Rabat: Morocco is projected to achieve a growth rate of 4.5% in 2026, based on a set of assumptions regarding the national and international environment, including an average Brent crude oil price of $65 per barrel, a butane gas price of $500 per ton, and cereal production of 70 million quintals.
According to Agence Marocaine De Presse, the projections also consider an exchange rate of 10.007 Dirhams to the Dollar, an inflation rate of 2%, and a 3% increase in foreign demand directed toward Morocco, excluding phosphate products and derivatives, in 2026. The report, published on the Ministry of Economy and Finance’s website, suggests that an average agricultural season will lead to accelerated growth in agricultural value added, estimated at 7.9%. Non-agricultural value added is expected to continue growing at a rate of 4% in 2026.
The report indicates a slowdown in the growth of net taxes on subsidies, from 7% in 2025 to 4.8% in 2026, which would reduce this component’s contribution to GDP. On the demand side, final consumption is expected to contribute around 3.3 percentage points, driven by a 3.9% increase in household consumption spending, contributing 2.3 percentage points to GDP growth.
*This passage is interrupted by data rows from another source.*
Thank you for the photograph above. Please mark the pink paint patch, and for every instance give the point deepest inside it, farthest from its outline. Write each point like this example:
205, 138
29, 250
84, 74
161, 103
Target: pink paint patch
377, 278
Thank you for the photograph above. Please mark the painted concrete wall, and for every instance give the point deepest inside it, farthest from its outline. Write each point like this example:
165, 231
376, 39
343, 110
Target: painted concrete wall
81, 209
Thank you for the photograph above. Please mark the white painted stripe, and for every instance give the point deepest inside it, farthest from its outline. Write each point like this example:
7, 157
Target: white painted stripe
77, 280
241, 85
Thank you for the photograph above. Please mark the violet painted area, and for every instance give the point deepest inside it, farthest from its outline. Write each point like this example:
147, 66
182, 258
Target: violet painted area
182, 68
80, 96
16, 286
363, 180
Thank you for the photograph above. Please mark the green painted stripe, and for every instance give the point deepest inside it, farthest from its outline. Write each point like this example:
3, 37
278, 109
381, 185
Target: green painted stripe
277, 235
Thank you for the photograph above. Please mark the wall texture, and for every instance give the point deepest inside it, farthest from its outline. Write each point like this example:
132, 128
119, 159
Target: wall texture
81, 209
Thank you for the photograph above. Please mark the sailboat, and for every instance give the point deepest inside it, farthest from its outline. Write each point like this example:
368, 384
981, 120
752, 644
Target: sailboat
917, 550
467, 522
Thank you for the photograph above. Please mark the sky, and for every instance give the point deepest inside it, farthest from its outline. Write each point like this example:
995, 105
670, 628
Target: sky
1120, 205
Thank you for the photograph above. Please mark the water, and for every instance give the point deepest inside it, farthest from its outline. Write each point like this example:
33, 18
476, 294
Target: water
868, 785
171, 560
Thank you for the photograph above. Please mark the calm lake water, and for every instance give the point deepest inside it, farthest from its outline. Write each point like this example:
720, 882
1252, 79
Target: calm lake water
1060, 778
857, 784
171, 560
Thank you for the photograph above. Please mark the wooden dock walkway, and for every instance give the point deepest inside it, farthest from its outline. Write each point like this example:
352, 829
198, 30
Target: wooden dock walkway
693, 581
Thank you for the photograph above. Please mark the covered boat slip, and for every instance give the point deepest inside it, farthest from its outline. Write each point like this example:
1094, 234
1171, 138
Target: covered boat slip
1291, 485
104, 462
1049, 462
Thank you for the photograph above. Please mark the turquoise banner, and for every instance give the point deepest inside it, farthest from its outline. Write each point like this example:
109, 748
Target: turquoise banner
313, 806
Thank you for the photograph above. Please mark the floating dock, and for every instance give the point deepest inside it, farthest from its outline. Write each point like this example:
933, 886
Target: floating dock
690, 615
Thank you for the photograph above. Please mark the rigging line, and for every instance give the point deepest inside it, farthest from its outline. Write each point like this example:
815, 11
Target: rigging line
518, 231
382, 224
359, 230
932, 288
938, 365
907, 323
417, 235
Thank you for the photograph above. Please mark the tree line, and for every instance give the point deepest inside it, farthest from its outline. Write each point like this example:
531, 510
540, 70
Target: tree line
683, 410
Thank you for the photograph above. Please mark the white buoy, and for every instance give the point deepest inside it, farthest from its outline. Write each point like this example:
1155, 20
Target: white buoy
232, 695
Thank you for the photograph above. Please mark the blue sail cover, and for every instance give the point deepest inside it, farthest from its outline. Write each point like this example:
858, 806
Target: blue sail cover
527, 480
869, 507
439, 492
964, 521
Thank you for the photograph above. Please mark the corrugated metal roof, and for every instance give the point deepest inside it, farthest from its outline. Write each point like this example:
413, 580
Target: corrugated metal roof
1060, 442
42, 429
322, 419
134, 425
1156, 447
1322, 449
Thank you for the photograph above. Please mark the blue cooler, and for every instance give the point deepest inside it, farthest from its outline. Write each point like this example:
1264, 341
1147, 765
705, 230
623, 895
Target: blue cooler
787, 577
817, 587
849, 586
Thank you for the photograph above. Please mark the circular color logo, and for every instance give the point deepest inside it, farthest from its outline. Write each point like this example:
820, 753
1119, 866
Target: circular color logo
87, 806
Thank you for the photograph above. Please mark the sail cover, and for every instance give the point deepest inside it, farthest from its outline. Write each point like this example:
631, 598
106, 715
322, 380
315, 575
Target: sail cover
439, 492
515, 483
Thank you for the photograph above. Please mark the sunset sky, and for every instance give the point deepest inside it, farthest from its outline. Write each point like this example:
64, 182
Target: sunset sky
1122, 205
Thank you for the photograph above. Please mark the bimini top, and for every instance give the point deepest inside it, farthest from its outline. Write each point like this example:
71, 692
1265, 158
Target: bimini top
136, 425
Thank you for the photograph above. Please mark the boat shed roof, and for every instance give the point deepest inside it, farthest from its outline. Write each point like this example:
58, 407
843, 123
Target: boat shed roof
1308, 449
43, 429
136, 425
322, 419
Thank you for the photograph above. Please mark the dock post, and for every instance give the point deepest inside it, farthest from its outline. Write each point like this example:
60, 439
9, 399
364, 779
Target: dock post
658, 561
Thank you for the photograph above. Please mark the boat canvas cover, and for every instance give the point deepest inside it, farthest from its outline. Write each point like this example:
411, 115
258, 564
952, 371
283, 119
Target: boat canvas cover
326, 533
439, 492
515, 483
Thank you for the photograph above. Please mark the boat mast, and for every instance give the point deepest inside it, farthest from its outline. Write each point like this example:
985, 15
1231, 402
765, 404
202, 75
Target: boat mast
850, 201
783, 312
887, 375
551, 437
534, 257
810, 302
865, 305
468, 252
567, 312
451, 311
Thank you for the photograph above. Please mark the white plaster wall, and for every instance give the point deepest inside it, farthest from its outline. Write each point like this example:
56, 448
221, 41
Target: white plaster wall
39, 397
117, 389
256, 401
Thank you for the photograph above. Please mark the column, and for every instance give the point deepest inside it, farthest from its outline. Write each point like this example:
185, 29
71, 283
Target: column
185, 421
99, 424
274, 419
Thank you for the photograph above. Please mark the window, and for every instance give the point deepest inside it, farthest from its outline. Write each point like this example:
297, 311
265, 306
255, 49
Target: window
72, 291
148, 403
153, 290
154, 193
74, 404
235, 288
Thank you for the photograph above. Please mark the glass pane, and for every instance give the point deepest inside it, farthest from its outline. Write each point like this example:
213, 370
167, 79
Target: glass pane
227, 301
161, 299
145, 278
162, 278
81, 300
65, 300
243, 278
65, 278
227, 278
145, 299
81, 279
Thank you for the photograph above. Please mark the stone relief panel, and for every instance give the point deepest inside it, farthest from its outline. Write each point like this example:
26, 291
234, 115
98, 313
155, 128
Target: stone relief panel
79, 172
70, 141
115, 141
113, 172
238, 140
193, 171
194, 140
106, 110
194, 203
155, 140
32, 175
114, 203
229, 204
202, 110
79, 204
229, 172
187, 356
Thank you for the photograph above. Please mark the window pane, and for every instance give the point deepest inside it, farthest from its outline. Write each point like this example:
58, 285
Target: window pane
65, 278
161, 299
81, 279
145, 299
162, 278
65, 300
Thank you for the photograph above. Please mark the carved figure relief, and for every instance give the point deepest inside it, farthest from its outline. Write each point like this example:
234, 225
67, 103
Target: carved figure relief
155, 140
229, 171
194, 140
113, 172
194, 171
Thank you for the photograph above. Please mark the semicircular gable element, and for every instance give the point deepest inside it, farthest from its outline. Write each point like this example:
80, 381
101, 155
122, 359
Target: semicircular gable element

Foreign demand directed toward Morocco is anticipated to grow by 3% in 2026, following a 2.7% growth in 2025 and a contraction of -0.9% in 2024. Consequently, export growth is forecasted to moderately accelerate to 7.9% in 2026, compared to 7.1% the previous year. Imports are expected to stabilize, with a growth rate of 6.9% in 2026, slightly down from 7% in 2025.
The report notes that growth will be driven by exports, which are projected to contribute 3.4 percentage points to GDP growth. However, imports will exert a negative contribution of -3.5 percentage points, resulting in a near-zero net contribution from external trade.